The apparitions lasted about seven to ten minutes. On both occasions something unusual happened. Normally the visionaries did not speak with people after the apparitions, but on these two occasions, Ivan Immediately went straight to Audrey, bent over her and spoke to her in Croatian. The fact that Audrey could not verbally reply did not prevent him from speaking to her.
Nobody ever learned what he told her during those magic moments. "I never found out and I never asked him," Linda says. "I figured if I were supposed to know, he’d tell me". He never did, but Linda firmly believes that during this time, Audrey communicated with the Virgin Mary in some mysterious way.

Does Audrey now understand all languages? I'm not sure, but in any event what occurs next is spectacular:
After these events, Audrey did actually appear to come to life. She moved her head and hands and her eyes seemed to come alive. Linda went into a swoon of joy, which turned abruptly to horror as Audrey fell back on her bed and had a heart attack. They rushed to the nearest hospital. But antiquated equipment and no oxygen greeted them here. So for long hours, they zigzagged across the region, looking for something better, somehow keeping Audrey alive. The family tried to arrange a flight home, but officials would not allow passage because of Audrey’s condition.
Through the intervention of U.S. Rep. Joseph D. Early, Audrey was finally Med-Evaced to Frankfurt and then home to Massachusetts aboard a medically equipped Air Force plane. A $25,000 mortgage had to be taken out on Audrey's grandmother house, to pay for these unexpected expenses.
At least the Government made them pay for the flight back. These days, I have no doubt the government would happily foot the bill for a wayward zealot in a ridiculous, potentially deadly, self-created mess like this one. And of course Audrey wasn't healed.
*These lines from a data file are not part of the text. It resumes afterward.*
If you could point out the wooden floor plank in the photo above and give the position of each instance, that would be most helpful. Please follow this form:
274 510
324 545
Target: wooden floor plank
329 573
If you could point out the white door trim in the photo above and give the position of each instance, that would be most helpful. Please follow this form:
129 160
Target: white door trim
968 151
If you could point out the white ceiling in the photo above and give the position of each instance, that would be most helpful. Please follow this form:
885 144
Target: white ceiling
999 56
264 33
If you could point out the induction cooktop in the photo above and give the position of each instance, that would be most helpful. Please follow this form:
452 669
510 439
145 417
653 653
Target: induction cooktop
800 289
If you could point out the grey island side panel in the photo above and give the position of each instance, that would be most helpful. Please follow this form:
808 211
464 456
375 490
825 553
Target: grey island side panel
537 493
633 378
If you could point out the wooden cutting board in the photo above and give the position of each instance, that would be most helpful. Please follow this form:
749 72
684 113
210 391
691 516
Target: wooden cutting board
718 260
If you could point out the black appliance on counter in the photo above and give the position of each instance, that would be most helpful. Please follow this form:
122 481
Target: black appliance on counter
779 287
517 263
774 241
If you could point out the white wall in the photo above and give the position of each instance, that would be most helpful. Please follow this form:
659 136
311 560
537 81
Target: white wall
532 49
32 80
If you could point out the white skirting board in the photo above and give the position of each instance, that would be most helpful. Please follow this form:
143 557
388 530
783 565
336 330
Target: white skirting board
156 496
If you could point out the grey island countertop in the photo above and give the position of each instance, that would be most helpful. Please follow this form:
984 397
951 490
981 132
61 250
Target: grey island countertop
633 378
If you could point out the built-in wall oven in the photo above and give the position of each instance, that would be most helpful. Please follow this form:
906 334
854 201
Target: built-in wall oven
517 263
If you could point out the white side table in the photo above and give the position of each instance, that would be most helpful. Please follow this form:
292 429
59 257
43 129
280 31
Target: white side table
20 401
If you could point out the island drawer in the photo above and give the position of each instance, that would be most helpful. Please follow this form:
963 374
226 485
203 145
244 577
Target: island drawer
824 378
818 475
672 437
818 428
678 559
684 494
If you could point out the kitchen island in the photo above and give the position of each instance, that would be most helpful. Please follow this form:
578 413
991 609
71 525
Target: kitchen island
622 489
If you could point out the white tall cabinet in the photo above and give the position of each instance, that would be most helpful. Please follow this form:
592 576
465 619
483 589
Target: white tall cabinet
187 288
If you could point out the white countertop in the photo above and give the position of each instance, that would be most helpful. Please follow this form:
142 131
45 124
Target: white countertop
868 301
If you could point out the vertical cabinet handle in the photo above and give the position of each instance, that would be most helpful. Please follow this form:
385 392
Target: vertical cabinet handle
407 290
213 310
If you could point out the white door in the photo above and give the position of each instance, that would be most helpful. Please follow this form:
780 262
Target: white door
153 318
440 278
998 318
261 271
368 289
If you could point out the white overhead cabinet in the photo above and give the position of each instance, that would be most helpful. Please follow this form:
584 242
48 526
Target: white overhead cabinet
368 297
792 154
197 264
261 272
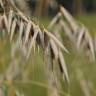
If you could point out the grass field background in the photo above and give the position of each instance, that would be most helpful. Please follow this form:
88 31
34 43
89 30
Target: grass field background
35 68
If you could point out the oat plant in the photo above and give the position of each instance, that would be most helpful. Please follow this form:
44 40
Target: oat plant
25 35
Linda Santo's response to the near-fatal incident was to blame it on the proximity of a Yugoslavian abortion clinicWhat to do? Turn to obscure Catholic doctrine of course! Audrey's mother decided that the Virgin Mary (through the Slavic-seer) told Audrey she had been selected to become a "Victim Soul", basically a Christ figure who suffers for others. Not the best job, but the story doesn't end there. Soon after Audrey returned to Worcester a mysterious oil began appearing in various votive vessels in Audrey's room.
In an even more exciting turn of events, statues of Jesus were seen to bleed!
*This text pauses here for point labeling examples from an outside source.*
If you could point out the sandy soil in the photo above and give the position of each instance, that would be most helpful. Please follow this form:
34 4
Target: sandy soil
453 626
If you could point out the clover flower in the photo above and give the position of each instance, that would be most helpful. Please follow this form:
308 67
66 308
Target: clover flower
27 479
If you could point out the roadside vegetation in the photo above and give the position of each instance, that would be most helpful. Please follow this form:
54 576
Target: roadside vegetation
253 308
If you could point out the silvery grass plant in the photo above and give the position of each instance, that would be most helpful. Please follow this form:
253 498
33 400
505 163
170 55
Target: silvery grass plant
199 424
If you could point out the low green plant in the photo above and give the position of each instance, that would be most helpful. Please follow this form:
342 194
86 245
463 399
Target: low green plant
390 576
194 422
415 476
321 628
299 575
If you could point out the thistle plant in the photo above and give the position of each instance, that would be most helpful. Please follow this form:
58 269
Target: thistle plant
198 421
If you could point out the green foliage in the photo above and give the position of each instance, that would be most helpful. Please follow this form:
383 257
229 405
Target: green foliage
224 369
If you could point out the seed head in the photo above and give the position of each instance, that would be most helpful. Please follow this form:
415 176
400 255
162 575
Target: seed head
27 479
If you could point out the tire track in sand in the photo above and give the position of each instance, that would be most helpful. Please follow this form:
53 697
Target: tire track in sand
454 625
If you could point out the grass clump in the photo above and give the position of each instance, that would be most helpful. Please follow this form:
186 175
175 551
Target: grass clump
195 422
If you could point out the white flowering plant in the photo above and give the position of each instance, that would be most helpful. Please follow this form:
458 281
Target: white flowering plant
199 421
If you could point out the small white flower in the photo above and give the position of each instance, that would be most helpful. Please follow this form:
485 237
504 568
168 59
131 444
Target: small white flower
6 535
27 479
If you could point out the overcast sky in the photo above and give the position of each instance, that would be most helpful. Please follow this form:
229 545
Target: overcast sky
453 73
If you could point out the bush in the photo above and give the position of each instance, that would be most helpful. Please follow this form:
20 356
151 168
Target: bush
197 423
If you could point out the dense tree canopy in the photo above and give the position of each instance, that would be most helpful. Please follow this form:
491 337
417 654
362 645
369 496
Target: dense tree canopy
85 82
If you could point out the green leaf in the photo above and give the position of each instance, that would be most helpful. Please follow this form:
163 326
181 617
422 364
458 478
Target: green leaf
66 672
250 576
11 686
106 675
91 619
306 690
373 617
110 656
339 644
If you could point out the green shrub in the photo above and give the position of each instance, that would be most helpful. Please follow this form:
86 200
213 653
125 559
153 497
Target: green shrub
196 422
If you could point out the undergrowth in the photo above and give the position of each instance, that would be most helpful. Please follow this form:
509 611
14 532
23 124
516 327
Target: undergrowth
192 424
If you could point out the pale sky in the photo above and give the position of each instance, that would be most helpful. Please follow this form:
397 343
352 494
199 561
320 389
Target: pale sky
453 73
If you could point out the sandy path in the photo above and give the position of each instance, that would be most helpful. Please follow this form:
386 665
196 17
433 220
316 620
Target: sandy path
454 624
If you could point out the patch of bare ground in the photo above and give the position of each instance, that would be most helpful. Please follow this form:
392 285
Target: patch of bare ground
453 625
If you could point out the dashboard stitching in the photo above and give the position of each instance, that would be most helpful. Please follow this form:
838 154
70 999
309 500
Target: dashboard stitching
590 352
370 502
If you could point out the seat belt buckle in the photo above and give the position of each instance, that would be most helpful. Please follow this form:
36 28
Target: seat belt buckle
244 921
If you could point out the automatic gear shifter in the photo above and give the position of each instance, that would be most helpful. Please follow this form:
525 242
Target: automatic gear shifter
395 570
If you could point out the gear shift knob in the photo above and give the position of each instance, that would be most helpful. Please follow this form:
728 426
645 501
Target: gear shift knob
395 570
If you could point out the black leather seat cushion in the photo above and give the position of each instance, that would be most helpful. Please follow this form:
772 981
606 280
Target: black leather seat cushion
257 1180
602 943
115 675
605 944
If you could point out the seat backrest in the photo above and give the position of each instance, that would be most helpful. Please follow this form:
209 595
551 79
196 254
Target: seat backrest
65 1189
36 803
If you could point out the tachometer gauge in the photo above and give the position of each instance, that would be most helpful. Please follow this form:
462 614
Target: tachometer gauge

Soon a loyal congregation began gathering for weekly ceremonies in Audrey's garage. The sick came to her to be healed. The mysterious oil, which is still flowing, is available for free. Despite the doubts of the local Catholic Diocese, Linda Santo is adamant in her faith in the validity of Audrey's victim soul-hood: "She cannot speak, but she knows everything. She is not in a coma . . . she's in that room with her Jesus seven days a week, adoring him, waiting on him, serving him, and he's blessing her."
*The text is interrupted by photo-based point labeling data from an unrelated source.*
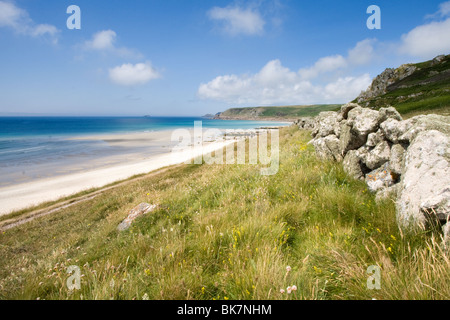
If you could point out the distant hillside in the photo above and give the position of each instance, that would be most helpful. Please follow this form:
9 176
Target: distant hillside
275 113
412 88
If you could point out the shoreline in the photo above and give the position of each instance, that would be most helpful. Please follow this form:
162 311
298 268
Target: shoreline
23 195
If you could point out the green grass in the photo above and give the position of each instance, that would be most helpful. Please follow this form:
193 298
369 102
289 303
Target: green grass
227 232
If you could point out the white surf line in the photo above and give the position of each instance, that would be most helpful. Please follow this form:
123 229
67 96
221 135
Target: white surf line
33 193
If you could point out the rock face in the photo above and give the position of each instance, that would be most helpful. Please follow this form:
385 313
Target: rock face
425 183
384 80
407 158
138 211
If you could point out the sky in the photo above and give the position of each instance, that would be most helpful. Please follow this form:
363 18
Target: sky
192 57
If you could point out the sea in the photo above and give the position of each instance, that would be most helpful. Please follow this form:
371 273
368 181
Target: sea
41 147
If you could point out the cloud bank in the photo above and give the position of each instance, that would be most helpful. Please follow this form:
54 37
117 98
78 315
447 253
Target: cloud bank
133 74
19 20
236 20
276 84
105 41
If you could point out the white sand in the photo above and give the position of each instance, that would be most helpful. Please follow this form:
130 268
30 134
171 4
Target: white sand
32 193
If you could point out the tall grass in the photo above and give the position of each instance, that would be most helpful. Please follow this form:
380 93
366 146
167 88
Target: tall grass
227 232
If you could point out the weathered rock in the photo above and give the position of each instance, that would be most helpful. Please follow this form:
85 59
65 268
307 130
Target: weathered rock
378 156
345 109
348 139
353 165
306 123
375 138
389 113
446 231
327 148
425 181
363 121
325 123
425 123
397 162
138 211
394 129
380 178
389 192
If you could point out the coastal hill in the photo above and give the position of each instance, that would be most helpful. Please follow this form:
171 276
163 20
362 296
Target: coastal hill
275 113
412 88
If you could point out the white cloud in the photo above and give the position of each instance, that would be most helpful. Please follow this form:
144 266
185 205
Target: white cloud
102 40
444 11
133 75
275 84
18 19
105 41
362 53
323 65
428 40
235 20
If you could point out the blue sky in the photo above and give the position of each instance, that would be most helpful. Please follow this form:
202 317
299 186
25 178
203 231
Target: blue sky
179 58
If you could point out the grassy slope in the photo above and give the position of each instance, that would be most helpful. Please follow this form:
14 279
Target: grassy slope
435 89
281 111
226 232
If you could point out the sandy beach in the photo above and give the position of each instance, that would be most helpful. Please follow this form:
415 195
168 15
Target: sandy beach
145 152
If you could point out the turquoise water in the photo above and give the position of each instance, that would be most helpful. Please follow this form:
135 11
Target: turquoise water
39 147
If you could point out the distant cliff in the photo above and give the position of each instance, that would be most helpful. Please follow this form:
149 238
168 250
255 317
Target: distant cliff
412 88
290 113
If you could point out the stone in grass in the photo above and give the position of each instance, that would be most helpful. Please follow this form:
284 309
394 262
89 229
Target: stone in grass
138 211
380 178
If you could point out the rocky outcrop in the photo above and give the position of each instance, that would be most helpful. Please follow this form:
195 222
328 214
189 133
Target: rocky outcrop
425 183
384 80
136 212
405 158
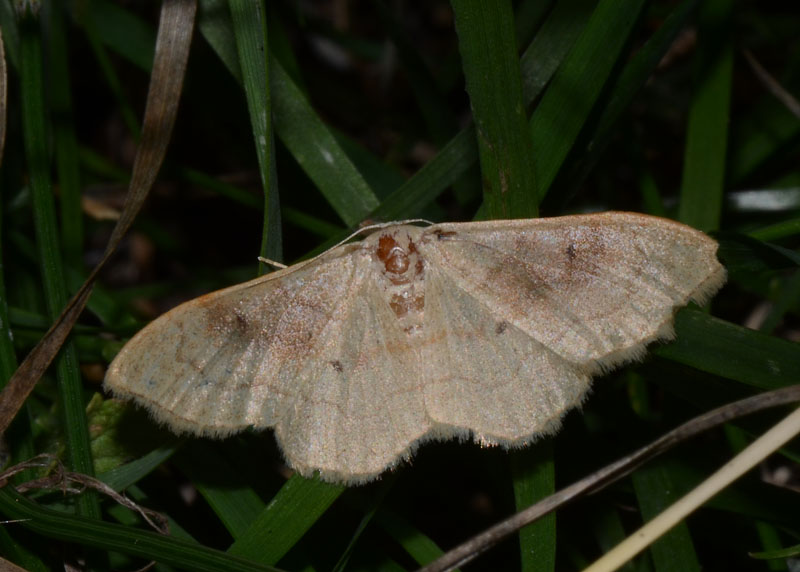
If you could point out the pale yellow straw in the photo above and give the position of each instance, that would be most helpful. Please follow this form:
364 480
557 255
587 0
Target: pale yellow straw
756 452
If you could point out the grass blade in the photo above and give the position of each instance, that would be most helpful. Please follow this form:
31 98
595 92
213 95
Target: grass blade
707 140
491 67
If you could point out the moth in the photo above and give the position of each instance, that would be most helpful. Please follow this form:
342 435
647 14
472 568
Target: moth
484 330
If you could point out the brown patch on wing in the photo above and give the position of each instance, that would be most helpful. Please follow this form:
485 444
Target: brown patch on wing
395 261
403 305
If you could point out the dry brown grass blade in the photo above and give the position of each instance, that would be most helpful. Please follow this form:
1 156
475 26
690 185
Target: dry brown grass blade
482 542
774 87
3 96
176 25
75 483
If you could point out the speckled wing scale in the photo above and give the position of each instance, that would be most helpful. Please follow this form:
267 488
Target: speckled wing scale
489 329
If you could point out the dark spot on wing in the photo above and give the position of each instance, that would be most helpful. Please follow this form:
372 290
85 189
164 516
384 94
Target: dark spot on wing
443 235
571 251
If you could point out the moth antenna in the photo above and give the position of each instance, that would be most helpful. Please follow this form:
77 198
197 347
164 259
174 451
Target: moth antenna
380 225
277 265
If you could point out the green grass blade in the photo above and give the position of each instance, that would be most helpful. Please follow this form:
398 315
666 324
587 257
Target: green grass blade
34 130
715 346
126 475
236 504
656 490
551 45
563 111
250 29
298 505
707 139
66 145
533 472
114 537
488 52
315 148
637 71
419 546
431 180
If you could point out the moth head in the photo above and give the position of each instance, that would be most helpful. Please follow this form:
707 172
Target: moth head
394 250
Okay, sounds totally rational. In any event, this is only a brief overview of a fascinating and important case. In my estimation Audrey Santo is a kind of Terri Schiavo in reverse: someone whose guardian is overconcerned with keeping her alive because she has in a sense become the family's silent bread winner. Is it exploitative? You bet. Is it protected because it involves "religious practice" and a mother and her daughter? Most likely. The Catholic Church shut down their mini-chapel back in the mid nineties, but terminally ill visitors are still allowed to visit once a month. More on this sordid tale as I learn it, but I hope this has restored something of alost sense of balance to your life.